岩だらけの地表で半径わずか3メートルの場所を狙って着地した、との事。驚くほどの高い精度の着陸をなし遂げ、日本の技術力を証明するとともに、小惑星探査で世界に存在感を示すことが出来た、事は嬉しい。

 吉川真ミッションマネージャは「着陸に成功し、すぐに上昇した。地表の岩石を採取するための弾丸を発射した信号も確認した」と語っていた。

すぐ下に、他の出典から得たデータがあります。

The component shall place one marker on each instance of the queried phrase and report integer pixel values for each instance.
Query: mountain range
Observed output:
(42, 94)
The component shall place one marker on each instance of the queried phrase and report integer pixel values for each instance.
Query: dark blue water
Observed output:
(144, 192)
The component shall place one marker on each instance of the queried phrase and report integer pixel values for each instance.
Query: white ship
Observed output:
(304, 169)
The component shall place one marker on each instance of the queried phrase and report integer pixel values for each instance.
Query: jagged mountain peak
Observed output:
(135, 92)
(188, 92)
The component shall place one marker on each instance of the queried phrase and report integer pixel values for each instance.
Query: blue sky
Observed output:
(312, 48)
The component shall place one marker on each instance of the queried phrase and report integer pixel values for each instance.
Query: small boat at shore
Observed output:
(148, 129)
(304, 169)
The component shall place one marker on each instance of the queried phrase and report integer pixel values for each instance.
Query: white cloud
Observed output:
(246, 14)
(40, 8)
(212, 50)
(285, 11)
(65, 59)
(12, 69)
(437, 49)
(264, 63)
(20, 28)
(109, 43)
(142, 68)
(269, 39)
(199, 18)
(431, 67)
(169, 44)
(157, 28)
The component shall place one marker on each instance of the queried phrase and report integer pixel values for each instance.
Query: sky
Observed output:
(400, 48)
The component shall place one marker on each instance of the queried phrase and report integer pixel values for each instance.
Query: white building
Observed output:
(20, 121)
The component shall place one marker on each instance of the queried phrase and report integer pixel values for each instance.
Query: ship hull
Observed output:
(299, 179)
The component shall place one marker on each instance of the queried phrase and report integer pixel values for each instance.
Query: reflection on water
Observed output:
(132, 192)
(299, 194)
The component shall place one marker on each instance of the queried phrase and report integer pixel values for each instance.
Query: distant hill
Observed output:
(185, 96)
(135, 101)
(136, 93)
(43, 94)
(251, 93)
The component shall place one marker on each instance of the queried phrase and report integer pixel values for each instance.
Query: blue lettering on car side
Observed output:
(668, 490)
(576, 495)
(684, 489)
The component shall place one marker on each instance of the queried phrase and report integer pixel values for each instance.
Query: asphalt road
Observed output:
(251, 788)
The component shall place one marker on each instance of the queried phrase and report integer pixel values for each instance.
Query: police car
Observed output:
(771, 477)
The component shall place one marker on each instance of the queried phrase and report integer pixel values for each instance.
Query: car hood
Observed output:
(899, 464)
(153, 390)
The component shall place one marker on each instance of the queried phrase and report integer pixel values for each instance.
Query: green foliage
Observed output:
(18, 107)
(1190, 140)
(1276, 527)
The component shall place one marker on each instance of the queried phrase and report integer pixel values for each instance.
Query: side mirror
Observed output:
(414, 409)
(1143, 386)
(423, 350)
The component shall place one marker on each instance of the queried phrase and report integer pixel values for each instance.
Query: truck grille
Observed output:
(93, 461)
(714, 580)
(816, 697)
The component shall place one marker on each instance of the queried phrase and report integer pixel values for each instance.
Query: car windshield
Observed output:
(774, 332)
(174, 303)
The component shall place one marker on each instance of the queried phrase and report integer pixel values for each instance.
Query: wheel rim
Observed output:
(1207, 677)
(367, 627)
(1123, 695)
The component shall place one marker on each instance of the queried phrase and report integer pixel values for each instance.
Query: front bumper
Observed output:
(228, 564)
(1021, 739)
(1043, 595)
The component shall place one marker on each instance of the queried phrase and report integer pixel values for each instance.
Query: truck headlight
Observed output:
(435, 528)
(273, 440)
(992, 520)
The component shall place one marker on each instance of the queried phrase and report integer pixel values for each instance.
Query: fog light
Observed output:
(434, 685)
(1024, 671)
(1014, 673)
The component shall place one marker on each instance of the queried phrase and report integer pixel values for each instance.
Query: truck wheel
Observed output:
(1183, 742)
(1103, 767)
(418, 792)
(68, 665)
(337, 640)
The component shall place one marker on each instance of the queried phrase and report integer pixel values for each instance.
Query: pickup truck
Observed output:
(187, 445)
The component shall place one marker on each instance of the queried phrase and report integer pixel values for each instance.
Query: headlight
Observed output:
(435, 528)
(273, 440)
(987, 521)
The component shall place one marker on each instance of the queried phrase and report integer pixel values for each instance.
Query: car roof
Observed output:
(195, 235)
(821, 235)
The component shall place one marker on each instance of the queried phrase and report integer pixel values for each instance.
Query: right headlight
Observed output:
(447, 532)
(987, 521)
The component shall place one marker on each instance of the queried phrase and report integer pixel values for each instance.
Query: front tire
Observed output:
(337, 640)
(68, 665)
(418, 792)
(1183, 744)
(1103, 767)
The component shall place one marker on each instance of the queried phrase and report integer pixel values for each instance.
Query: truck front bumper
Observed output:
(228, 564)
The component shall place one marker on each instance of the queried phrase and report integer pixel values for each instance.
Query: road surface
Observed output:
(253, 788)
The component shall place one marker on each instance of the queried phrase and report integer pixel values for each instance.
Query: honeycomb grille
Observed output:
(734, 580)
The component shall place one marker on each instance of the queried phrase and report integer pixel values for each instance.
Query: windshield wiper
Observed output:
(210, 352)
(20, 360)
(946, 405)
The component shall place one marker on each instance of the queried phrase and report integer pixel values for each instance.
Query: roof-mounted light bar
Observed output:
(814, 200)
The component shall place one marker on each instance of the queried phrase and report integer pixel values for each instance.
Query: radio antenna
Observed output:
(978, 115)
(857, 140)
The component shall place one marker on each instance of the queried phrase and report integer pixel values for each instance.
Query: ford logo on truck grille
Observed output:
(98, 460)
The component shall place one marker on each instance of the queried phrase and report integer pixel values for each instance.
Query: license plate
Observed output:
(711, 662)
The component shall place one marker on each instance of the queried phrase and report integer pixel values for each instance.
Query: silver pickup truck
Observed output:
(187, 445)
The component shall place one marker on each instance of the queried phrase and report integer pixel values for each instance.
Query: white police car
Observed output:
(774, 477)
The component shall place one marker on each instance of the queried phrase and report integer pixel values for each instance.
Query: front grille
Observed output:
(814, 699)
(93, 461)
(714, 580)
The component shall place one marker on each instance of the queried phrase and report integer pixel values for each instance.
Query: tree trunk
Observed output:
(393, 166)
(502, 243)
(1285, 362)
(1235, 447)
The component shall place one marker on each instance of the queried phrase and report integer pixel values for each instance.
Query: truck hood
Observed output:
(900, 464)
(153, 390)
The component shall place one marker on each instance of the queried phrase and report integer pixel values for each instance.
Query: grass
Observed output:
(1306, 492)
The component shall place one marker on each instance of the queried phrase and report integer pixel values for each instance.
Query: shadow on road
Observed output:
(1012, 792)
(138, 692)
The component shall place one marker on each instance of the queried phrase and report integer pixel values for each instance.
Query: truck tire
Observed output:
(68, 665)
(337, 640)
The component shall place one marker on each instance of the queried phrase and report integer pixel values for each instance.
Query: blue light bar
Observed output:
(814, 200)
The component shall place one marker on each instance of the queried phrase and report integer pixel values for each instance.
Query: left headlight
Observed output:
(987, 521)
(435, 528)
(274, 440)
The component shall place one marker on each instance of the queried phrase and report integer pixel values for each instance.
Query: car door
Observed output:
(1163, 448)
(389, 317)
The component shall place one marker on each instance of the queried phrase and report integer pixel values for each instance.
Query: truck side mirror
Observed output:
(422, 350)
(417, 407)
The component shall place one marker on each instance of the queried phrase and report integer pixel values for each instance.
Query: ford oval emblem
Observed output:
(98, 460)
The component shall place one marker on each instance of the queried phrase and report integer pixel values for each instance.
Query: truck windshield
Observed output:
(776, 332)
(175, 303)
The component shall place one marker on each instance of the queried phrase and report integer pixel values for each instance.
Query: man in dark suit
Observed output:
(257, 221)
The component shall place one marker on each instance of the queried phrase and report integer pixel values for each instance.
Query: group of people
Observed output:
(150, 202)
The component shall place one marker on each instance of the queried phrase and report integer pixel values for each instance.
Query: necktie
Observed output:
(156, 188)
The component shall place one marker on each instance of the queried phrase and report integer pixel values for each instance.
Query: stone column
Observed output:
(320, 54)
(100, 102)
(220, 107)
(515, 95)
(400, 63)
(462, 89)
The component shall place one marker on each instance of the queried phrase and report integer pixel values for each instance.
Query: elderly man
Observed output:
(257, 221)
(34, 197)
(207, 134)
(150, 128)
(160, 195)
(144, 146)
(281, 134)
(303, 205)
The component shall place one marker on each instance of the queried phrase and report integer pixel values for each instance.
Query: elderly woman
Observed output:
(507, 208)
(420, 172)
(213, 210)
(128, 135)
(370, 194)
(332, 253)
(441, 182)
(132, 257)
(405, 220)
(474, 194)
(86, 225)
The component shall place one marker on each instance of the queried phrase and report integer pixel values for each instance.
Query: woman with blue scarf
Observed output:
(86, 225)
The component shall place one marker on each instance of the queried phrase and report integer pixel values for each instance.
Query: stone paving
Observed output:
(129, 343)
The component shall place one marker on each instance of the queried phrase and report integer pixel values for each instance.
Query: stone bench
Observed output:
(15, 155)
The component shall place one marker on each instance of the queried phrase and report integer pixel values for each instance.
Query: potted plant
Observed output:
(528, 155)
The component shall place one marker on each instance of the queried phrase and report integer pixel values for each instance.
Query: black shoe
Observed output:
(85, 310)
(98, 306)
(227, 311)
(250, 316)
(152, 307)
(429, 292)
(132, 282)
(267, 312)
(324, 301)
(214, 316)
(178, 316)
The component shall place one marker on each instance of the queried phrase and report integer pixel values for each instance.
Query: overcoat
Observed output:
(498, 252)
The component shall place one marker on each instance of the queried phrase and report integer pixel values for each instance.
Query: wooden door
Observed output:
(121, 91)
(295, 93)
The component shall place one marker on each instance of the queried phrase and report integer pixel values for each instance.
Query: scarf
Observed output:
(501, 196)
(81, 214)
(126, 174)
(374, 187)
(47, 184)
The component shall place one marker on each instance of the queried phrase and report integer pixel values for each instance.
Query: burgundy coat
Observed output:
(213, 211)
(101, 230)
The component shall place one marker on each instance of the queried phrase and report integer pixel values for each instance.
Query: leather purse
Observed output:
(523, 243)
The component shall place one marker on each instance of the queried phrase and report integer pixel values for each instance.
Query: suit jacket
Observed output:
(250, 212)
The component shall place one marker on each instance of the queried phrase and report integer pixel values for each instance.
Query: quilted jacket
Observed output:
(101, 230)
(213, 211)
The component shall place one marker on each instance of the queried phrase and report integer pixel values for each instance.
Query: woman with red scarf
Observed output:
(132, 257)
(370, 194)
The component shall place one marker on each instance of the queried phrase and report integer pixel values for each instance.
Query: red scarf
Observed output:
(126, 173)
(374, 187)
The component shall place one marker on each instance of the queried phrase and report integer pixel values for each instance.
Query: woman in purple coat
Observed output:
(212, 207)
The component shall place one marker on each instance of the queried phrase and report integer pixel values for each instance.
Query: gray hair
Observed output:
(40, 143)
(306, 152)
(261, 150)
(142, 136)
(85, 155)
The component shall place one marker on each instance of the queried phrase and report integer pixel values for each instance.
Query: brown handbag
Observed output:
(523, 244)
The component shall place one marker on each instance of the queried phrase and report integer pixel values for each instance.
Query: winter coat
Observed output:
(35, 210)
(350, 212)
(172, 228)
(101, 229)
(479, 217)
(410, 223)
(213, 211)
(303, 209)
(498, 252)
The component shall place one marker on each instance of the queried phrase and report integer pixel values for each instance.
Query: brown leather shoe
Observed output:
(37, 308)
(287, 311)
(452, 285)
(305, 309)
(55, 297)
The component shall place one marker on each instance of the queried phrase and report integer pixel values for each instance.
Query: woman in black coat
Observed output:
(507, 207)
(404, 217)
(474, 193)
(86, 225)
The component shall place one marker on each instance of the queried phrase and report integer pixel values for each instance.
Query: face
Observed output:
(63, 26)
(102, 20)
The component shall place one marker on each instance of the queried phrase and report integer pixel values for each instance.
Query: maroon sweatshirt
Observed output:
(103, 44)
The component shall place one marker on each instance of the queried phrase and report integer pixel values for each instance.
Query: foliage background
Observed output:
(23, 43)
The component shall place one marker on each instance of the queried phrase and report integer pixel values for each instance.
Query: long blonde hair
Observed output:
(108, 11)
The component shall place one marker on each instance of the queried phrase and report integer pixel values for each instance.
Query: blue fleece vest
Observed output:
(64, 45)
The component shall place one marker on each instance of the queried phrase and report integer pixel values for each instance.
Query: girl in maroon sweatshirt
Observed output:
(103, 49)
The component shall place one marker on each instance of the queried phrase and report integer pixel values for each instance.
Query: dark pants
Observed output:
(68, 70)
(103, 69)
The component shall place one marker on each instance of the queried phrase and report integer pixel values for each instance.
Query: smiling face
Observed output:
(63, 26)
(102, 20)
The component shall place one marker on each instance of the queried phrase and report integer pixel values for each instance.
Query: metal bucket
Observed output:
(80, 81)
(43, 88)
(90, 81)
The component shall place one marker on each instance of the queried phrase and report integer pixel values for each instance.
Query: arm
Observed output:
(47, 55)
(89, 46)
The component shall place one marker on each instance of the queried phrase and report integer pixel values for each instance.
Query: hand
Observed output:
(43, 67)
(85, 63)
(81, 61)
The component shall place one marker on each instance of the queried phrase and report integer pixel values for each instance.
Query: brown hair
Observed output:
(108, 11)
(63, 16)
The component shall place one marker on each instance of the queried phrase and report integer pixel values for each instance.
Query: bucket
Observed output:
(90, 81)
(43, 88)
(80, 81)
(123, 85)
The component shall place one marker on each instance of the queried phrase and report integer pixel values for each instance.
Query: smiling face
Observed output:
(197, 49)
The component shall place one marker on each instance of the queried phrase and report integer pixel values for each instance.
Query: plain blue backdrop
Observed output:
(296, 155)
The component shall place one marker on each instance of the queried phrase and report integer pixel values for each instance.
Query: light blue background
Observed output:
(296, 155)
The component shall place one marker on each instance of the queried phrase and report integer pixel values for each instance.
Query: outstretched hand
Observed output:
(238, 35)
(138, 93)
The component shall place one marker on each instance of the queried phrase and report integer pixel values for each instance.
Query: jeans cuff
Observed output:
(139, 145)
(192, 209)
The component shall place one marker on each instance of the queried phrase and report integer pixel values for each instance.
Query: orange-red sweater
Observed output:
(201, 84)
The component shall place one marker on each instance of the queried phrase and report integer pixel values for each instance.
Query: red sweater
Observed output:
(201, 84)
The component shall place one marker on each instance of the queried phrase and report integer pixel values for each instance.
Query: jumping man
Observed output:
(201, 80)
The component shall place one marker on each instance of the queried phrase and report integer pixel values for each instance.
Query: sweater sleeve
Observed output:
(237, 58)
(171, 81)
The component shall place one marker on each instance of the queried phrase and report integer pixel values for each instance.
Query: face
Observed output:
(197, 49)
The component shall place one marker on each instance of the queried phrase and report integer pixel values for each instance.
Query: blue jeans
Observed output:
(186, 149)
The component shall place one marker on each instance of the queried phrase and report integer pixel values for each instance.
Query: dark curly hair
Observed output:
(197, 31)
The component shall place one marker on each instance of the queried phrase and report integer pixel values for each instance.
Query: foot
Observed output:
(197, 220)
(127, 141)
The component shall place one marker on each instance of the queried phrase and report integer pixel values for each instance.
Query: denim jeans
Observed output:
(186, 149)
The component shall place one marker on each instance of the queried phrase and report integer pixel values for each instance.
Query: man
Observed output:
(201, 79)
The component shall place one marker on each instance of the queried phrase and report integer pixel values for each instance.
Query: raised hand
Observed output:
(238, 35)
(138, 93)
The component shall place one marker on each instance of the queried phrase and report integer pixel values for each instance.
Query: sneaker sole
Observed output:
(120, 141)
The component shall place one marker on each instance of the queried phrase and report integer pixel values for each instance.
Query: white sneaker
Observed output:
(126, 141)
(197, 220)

 重力場の3体関係は、数学的には解くことが出来ないことは証明されている。シミュレーションでしかない。繰り返し、繰り返し、根気よく、ひたすら演算を予測したのだろう。ボケ爺も学生時代、この3体問題に挑戦したが、その時は衛星のドッキングの課題だった、の思い出がある。

 小惑星「りゅうぐう」の岩石は太陽系が46億年前に生まれたころの痕跡を残す「タイムカプセル」であるらしい。岩石持ち帰り工程は19年夏までに再び着陸に挑み、20年末までに地球に帰還する。宇宙の成り立ちや生命誕生の謎を探るこれからに期待が膨らむ。再び着陸をすると、今度は失敗しなかと、老婆心ながら心配する。

 約3億キロメートルは通信に20分程度かかるらしい。指令をしても、20分後でないと言う事を聞かない、また、「はやぶさ2」が信号を発しても20分後にしか届かない。制御に遅れが入る。その誤差を縮小にするには、予測のシミュレーションを根気よく繰り返し、精度を高めるしかない。何年もの遠大な時間が流れたはずだ。よくぞ成功したものだ、その根気に、ボケ爺は感心している。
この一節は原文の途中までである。